My point, and I do have one, is that this disease is prevelant and devestating. It is also detectable. Go to your yearly doctor appointments. Have yearly mammograms. Do self exams monthly. Spread the word. I think it is great that we have an entire month dedicated to awareness for this disease. I also believe that it is something to be constantly awareness and congnicent of.

Below are a few sites that are useful for information, donation, etc.

www.thebreastcancersite.com (this site offers an awesome feature. Just by clicking a button daily you can help fund mammograms for women who cannot afford them. It costs you nothing!)

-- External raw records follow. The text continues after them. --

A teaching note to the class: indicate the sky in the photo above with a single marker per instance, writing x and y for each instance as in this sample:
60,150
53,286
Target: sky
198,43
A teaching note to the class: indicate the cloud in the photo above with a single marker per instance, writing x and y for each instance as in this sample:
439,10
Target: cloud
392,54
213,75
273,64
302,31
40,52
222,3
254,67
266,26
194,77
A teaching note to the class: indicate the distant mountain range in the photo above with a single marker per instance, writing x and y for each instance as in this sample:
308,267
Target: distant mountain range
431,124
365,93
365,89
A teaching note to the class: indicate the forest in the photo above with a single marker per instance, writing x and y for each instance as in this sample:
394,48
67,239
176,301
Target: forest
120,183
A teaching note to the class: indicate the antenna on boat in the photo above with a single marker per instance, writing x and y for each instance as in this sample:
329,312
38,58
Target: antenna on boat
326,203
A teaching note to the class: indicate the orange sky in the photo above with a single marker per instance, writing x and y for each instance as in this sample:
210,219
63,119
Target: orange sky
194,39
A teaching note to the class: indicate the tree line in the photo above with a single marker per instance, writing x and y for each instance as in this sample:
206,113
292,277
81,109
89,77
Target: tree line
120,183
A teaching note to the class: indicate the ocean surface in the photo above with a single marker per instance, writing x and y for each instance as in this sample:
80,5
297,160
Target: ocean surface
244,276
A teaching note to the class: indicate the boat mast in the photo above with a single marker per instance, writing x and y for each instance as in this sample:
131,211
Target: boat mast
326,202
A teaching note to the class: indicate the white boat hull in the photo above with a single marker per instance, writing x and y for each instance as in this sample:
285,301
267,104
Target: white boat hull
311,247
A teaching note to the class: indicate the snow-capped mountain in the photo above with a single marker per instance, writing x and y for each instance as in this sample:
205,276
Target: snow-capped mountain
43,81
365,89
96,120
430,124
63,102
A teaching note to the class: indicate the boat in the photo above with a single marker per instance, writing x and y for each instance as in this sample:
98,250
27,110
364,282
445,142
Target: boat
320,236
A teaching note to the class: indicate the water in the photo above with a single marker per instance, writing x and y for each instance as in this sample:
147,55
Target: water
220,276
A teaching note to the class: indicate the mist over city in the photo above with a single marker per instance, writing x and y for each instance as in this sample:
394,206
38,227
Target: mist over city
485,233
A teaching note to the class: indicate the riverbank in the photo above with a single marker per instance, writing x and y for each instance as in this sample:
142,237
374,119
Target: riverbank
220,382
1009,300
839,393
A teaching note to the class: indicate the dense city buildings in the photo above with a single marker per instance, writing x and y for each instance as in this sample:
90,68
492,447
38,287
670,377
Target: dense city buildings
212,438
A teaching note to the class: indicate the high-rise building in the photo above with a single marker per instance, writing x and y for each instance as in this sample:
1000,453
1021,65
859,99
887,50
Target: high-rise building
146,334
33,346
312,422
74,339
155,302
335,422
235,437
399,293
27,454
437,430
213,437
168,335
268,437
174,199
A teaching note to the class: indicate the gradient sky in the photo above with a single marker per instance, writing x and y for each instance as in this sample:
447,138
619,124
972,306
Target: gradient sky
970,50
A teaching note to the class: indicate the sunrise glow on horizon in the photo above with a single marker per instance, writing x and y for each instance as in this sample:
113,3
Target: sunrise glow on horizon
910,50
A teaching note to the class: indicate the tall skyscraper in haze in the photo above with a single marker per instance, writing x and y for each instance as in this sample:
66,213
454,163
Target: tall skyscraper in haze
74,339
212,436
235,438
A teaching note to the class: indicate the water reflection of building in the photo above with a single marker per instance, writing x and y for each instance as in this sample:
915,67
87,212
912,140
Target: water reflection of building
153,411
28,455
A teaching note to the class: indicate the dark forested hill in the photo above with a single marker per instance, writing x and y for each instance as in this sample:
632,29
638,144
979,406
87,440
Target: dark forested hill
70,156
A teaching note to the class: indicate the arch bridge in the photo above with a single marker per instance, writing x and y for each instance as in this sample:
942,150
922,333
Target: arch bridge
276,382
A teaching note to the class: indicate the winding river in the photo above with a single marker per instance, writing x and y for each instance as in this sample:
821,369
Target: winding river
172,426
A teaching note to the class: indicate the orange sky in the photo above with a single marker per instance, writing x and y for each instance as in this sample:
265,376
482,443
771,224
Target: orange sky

Anniversary trip to Charleston

Wes and I celebrated our 5 year Wedding Anniversary on September 18. The weekend after our actual anniversary we were lucky enough to get to take a trip to Charleston, SC to celebrate our anniversary with a vacation! My mom watched the boys, for which we are extremely grateful. This was the first time Wes and I have been away just the two of us since I was pregnant with Carter (4 years ago!)

We had a wonderful time. We stayed in the Historic District of Charleston. We walked, saw the sights, learned about the history of the city, ate delicious food, drank delicious wine and cocktails, and most importantly spent time together celebrating our relationship.

Guess what else? We took lots of pictures, which I have posted below.

Our beautiful hotel room.

The view from our hotel room.

The Market

Wes drinking a Guiness on the 250th anniversary of the brew.

Dinner and live music, divine!

Me enjoying some wine.

An old Charleston church.

Beautiful ironwork.

Another pretty church.

More beautiful ironwork.

Posing on the streets of Charleston.

Historic home.

Spanish moss abounds in Charleston.

Slightly North of Broad (S.N.O.B), where we had a lovely lunch.

Charleston Fire Station.

United States Custom House

A fire escape that I thought was cool.

Wes sitting on a bench in Marion Square.

Statue of Calhoun in Marion Square

Our hotel, the Francis Marion.

Replica of the first Civil War submarine.

Posing in front of the water.
The view looking out toward Ft. Sumter.

Wes' super delicious breakfast sandwich from the Farmer's Market.
Me and my super delicious crepe from the Farmer's Market.

We had such a wonderful trip and can't wait to go back!